Wer den "Zeitraum" in der Webergasse betritt, wird von Stille begrüßt und von schönen, beseelten Dingen. Wer ganz leise ist und sich auf die Atmosphäre des Raumes einlässt, kann vielleicht sogar das Meer rauschen hören, auf dem das Segelboot aus dem Schaufenster liegt. Wer genau hinschaut, sieht sogar noch den alten Hausarzt im weißen Kittel, der an seinem Schreibtisch sitzt und dem Kind ein Glas mit Bonbons zur Belohnung hinhält.

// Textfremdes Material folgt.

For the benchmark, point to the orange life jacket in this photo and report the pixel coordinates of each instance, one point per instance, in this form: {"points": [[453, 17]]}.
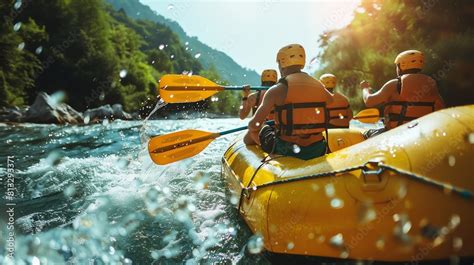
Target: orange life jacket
{"points": [[258, 102], [303, 116], [417, 94], [339, 112]]}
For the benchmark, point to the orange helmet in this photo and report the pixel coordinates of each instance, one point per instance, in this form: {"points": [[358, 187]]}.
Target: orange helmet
{"points": [[290, 55]]}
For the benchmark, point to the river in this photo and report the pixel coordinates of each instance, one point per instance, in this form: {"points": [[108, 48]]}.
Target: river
{"points": [[91, 195]]}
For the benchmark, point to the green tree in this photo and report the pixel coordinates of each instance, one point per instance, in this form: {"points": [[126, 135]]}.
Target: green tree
{"points": [[366, 48]]}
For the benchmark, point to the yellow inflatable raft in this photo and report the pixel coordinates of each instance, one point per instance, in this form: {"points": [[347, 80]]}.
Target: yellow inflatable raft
{"points": [[403, 196]]}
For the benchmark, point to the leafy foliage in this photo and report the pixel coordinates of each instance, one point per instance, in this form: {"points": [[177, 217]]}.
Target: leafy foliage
{"points": [[366, 48]]}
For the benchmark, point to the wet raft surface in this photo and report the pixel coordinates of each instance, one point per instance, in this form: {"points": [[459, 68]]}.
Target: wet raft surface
{"points": [[91, 193]]}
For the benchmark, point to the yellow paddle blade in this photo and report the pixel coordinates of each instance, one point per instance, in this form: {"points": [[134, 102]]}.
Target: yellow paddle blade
{"points": [[169, 148], [186, 88], [368, 116]]}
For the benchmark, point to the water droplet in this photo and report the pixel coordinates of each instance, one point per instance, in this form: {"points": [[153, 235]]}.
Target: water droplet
{"points": [[451, 161], [337, 203], [39, 50], [366, 213], [17, 4], [17, 26], [337, 240], [255, 244], [296, 149], [402, 191], [54, 158], [123, 73], [87, 119], [290, 246], [454, 221], [21, 46], [329, 189], [70, 190], [457, 243], [234, 199]]}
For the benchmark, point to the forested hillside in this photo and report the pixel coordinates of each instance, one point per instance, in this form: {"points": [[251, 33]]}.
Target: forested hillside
{"points": [[95, 54], [367, 47]]}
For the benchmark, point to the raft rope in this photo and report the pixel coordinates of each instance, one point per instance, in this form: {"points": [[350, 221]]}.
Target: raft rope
{"points": [[464, 193]]}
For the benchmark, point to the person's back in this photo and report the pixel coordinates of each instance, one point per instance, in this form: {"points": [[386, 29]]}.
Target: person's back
{"points": [[302, 117], [340, 112]]}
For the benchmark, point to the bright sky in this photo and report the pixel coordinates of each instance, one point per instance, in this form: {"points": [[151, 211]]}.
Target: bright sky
{"points": [[252, 32]]}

Oder er hört die Verkäuferin, die eine Auswahl von verschieden gepunkteten und gestreiften Seidentüchern auf dem Ladentisch ausbreitet und anpreist. Aus dem Nebenraum strahlt die große Bühnenlampe auf die Kinosesselreihe und Musik aus dem Radioschrank der 60er Jahre lässt den linken Zeh zucken.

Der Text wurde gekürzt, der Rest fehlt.